[telecom] ATT's Plight is our Plight

ATT's Plight is our Plight

Bob Frankston June 23, 2011 Updated: July 22, 2011

Abstract

ATT's planned acquisition of T-Mobile is an occasion to look at the fundamental issues facing the entire telecommunications industry. The business model that worked for telegrams does not work for bits.

Very simply - we are asking providers to add capacity but we're not willing to let them share in the value created (as with a VoIP call). Worse, the more capacity there is the less valuable the carriers' own services are.

Telecommunications is a funding model based on the assumption that a network service provider is adding the value as in days when the network carried voice and not just bits.

We need to shift to a funding model that doesn't work at cross purposes with the Internet's generativity. This generativity comes from decoupling our ability to exchange bits from what we create using those bits. It requires that we fund the whole, i.e. infrastructure, rather than having to make each part profitable in its own right as we do now.

Imagine if we tried to fund public pavements as a profit center by making people pay for each walk they took.

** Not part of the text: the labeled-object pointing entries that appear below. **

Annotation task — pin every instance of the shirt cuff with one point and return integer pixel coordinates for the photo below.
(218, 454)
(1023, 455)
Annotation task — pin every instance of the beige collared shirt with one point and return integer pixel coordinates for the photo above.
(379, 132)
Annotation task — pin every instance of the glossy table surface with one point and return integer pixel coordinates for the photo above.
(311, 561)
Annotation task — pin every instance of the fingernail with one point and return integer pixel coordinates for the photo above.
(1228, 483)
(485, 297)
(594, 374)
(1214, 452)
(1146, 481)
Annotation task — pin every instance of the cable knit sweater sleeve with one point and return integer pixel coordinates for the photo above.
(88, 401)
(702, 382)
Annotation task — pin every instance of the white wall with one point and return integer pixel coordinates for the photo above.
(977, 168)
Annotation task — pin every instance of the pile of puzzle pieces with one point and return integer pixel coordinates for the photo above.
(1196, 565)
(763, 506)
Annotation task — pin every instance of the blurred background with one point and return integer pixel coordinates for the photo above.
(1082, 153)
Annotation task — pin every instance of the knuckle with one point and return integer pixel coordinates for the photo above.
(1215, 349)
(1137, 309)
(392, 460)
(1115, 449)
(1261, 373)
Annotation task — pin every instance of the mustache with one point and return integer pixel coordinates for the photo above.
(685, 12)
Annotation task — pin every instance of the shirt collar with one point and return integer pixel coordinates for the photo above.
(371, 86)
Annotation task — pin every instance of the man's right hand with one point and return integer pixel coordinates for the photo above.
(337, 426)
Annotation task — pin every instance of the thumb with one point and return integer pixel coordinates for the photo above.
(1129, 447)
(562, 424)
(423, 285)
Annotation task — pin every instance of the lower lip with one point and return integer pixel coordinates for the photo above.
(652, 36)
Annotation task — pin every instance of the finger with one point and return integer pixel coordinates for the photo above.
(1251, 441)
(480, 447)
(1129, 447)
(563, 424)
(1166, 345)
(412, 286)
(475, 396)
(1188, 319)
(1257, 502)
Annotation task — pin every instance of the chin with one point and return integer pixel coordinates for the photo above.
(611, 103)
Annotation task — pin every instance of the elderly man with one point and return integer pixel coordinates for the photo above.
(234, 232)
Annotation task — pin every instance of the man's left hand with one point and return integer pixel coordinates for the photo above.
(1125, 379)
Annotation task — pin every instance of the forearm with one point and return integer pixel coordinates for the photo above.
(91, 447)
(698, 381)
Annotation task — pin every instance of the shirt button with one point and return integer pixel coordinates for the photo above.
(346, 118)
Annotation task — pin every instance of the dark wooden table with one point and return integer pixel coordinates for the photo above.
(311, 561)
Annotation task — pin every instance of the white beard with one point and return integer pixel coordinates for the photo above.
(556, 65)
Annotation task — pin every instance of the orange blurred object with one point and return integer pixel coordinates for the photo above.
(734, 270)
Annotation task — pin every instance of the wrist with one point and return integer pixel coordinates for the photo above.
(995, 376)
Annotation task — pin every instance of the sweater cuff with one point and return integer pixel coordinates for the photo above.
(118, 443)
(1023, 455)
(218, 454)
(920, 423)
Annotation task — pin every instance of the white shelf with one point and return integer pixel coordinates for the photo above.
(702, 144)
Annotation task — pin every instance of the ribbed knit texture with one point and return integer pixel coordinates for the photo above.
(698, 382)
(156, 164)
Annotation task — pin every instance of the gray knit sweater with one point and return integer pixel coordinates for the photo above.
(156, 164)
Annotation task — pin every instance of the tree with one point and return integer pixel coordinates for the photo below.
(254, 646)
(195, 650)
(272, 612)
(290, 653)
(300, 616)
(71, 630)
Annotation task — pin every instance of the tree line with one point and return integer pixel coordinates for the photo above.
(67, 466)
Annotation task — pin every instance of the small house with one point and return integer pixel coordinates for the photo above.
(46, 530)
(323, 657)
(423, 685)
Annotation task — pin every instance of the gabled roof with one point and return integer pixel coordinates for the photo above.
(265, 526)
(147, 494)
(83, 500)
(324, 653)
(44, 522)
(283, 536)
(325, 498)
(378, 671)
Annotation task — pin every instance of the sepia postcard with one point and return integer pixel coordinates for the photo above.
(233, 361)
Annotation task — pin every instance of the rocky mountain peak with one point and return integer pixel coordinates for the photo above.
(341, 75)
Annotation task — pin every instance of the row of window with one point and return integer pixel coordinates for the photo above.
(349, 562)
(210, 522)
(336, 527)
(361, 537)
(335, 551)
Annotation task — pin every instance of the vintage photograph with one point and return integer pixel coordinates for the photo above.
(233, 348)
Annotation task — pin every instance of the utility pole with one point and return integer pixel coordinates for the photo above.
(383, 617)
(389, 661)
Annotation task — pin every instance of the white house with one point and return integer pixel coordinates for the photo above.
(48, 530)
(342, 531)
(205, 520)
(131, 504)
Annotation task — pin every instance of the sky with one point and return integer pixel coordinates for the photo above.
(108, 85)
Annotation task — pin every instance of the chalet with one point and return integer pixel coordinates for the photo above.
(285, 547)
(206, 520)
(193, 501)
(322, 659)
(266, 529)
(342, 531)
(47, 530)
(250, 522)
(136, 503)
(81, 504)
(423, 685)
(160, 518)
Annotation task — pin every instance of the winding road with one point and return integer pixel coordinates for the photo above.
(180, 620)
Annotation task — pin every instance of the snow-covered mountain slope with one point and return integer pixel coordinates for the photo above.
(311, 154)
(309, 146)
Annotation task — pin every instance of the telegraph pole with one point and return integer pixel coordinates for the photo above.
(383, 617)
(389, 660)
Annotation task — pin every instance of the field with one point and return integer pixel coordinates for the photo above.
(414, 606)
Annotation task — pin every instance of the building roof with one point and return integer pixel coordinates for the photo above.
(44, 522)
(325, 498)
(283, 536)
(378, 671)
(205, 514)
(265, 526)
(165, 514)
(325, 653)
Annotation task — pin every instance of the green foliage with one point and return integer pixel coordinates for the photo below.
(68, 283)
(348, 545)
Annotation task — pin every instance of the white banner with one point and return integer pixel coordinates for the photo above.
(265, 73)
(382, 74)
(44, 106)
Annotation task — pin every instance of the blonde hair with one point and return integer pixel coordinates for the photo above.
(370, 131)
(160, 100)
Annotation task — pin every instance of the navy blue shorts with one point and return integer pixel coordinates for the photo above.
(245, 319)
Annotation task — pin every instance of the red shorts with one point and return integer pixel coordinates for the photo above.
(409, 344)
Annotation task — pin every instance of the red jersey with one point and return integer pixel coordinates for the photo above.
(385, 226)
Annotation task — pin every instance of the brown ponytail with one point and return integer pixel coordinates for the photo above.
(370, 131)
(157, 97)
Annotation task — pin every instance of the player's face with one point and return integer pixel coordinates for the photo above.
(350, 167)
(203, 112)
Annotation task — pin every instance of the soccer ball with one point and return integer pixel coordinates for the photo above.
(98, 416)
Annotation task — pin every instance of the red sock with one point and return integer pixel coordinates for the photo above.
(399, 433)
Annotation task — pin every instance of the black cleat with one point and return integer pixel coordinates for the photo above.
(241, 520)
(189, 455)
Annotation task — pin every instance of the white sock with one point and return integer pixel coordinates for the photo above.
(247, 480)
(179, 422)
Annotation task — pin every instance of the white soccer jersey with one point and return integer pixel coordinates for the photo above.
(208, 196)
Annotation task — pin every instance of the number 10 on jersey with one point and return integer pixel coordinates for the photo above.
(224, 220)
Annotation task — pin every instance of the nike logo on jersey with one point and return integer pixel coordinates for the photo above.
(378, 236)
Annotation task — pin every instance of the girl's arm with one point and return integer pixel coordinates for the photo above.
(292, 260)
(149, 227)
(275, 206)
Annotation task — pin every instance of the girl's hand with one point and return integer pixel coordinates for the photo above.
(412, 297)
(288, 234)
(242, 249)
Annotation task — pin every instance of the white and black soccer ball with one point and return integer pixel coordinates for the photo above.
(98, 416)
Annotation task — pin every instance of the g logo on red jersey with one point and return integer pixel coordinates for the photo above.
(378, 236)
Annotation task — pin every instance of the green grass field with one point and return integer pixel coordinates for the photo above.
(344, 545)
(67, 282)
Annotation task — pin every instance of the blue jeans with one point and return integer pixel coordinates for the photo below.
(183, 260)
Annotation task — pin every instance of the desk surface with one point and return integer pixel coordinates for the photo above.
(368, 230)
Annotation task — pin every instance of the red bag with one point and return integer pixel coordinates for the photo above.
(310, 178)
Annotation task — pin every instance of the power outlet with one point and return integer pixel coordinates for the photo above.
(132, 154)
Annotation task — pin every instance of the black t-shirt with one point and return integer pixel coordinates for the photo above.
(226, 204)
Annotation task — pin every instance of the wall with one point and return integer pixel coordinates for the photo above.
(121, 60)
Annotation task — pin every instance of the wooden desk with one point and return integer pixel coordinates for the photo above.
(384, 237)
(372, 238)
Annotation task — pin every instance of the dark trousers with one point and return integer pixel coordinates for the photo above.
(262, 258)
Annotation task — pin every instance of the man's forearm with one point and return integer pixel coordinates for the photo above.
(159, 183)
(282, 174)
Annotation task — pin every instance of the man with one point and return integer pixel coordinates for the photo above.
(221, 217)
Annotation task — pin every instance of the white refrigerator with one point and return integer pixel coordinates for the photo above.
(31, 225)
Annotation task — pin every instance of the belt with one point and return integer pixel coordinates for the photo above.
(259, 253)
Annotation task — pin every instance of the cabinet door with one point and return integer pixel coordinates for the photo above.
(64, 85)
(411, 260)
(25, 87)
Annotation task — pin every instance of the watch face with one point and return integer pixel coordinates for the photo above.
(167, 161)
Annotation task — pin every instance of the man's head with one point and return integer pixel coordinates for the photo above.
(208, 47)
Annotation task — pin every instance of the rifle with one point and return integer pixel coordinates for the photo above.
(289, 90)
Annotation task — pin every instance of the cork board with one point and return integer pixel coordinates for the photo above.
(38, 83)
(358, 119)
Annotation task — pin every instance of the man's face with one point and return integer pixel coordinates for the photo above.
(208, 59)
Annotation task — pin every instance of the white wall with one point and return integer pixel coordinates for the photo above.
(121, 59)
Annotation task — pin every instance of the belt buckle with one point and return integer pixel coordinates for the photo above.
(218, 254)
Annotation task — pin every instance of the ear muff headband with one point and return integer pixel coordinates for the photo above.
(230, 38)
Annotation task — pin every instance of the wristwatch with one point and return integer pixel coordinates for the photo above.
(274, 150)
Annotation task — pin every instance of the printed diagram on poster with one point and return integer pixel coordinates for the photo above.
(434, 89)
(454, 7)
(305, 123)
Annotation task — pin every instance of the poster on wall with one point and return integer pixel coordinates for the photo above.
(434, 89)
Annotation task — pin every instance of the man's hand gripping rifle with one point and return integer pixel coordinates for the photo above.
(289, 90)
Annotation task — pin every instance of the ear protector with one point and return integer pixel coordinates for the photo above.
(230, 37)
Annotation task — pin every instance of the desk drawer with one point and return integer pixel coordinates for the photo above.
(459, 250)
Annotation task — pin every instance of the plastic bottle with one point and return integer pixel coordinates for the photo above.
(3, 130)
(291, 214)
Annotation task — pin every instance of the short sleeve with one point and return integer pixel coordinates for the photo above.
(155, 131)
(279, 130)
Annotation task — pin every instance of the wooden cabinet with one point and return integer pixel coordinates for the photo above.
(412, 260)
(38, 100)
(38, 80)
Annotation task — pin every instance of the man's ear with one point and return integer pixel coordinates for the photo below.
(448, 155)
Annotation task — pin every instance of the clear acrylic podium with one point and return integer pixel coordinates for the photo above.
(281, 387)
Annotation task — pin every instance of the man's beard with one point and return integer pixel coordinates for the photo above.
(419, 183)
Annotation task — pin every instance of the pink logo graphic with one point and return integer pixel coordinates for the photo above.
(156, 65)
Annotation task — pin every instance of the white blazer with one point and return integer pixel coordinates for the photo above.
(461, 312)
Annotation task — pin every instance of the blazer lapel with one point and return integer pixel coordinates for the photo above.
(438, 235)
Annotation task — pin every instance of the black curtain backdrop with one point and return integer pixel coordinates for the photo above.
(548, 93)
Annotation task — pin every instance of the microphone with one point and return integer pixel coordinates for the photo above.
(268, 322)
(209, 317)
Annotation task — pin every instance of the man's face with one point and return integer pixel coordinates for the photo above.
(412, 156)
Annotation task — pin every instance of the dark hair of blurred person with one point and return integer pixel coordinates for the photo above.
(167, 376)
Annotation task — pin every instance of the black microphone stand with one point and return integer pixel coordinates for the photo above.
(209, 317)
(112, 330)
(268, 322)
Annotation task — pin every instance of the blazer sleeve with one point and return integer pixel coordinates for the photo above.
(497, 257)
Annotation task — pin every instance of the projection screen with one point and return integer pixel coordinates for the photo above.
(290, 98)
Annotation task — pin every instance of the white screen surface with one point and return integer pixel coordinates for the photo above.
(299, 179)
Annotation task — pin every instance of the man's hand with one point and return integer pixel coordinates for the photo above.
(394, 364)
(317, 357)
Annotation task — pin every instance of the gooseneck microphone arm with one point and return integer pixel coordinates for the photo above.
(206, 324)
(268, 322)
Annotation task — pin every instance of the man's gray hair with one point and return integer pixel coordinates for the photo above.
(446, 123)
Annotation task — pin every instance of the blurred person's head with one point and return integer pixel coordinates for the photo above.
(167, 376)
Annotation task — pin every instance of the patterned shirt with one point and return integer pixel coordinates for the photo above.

With telecommunications, we take the abundant and inexpensive wires and radios and then pay large amounts of money to confine bits to billable paths.

Just as we pay for the wires and radios in homes, offices and campuses we can fund the wires and radios in our neighborhoods and cities.

We can do this by acting locally within our communities by creating a local commons and aggregating our purchase of transit outside the neighborhood. Eventually these local efforts will interconnect to form a new global commons.

We need to recognize that the limits on capacity are driven by markets and not fundamental limits of technology.